Mit ihrem bizarren Vorwurf, die Opposition beabsichtige de facto das, was Merkel bereits zu tun scheint, und sei deshalb böse, bedient sich die CDU-Kanzlerin einer aktuellen Politik-Mode, vollständig bizarre Dinge zu sagen, sich darauf verlassend, dass karriere-bewusste Journalisten das wie ernstzunehmende Statements und Einordnungen behandeln, statt es in Der-Kaiser-ist-nackt-Manier (siehe dazu den Essay vom 6.9.2018) als das zu entlarven was es ist: Bizarrer Gegenteil-Sprech.
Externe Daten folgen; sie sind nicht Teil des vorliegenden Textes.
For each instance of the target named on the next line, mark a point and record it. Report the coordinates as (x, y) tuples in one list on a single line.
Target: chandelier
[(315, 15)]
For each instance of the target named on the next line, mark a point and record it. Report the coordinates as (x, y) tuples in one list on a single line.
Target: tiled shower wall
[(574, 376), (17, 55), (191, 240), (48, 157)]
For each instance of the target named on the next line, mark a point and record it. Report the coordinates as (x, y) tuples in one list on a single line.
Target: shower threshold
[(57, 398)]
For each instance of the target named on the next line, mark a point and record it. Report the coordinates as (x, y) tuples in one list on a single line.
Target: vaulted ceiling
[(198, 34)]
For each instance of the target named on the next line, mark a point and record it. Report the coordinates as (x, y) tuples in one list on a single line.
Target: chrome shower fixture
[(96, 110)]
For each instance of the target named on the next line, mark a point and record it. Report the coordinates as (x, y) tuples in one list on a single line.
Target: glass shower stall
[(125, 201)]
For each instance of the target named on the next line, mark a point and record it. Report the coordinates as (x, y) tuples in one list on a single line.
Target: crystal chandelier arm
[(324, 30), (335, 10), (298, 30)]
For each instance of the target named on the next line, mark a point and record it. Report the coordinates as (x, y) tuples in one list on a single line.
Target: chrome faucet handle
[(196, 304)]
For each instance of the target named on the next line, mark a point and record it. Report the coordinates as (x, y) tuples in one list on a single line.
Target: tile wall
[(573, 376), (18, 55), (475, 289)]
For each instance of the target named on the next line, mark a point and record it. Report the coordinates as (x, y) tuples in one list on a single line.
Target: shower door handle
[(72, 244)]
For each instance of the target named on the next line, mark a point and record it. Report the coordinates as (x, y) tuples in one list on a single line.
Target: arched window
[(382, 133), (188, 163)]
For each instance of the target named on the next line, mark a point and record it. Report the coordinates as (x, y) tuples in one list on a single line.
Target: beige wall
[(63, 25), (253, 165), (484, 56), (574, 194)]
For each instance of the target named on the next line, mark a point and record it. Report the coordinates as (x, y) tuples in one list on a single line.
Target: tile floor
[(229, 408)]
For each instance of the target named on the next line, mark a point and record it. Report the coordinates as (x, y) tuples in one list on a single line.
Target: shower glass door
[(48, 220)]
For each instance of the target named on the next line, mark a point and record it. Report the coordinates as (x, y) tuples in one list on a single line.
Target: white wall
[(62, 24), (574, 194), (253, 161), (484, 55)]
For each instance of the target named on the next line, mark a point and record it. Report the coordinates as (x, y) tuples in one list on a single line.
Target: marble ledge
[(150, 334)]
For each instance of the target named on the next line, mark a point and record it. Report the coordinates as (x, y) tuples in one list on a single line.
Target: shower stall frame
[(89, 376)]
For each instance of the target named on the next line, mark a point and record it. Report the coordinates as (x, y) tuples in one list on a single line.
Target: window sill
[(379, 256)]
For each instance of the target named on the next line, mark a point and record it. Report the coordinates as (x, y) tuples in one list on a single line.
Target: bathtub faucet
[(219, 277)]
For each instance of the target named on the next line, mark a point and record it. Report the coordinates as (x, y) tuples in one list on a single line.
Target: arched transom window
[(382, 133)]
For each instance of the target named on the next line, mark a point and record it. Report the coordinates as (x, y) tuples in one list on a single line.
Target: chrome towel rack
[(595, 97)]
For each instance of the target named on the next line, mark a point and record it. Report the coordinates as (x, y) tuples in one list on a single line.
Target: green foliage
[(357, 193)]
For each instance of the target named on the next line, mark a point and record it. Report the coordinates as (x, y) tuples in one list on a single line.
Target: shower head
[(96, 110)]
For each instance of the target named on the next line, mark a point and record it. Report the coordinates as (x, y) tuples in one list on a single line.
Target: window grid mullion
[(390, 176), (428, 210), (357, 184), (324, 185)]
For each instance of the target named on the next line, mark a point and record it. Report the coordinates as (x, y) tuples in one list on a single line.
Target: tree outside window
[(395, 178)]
Der Beispiele aus der bizarren Gegenteilwelt sind viele, viel zu viele! Es ist ja fast schon ein »running gag«, also ein Witz der seinen schmerzhaften Humor aus der Wiederholung zieht, wenn man korrekt feststellt, dass Grüne besonders häufig CO2-ausstoßend fliegen oder dass es ausgerechnet selbsternannte »Naturschützer« sind, die Wald abholzen lassen, um hässliche und krankmachende Vogelschredder aus Sondermüll in den Horizont zu stellen (siehe auch »Windkraft ist Gewalt«). Für den Naturschutz (gemeint: Profite von Windkraft-Betreibern) will Altmaier (früher: Merkels Flüchtlingskoordinator, siehe welt.de, 22.2.2016) den Artenschutz lockern (welt.de, 5.10.2019). Aber gut, das ist auch der Mann, der meint, Teile der 1945 gegründeten CDU hätten 1933 für Hitler und das Ermächtigungsgesetz gestimmt (bild.de, 10.2.2020). Es hat seinen Grund, warum Altmaier immer wieder als »Merkels bester Mann« gilt, kaum einer steht für die bizarre Berliner Gegenteil-Welt so prototypisch wie er.

Wir könnten eine lange, lange Liste von Manifestation der bizarren Berliner Gegenteil-Welt aufführen.

Ein Beispiel: Globalistische, postdemokratische Eliten sind sich einig, dass Trump doof ist und Obama total super, und in der bizarren linken Gegenteilwelt ist es kein Widerspruch, wenn genau dieser Obama einen harten Drohnenkrieg gegen Länder mit muslimischer Mehrheit führte (snopes.com, 6.1.2020), Millionen illegaler Einwander deportierte (washingtonpost.com, 17.11.2019), Whistleblower verfolgte (theguardian.com, 16.3.2015), Überwachung ausweitete (nytimes.com, 12.1.2017) – aber der deutsche Staatsfunk und Haltungsjournalisten in Konzernmedien sagen, dass Obama toll war und Trump doof ist, also glauben es die Bürger der bizarren Gegenteilwelt.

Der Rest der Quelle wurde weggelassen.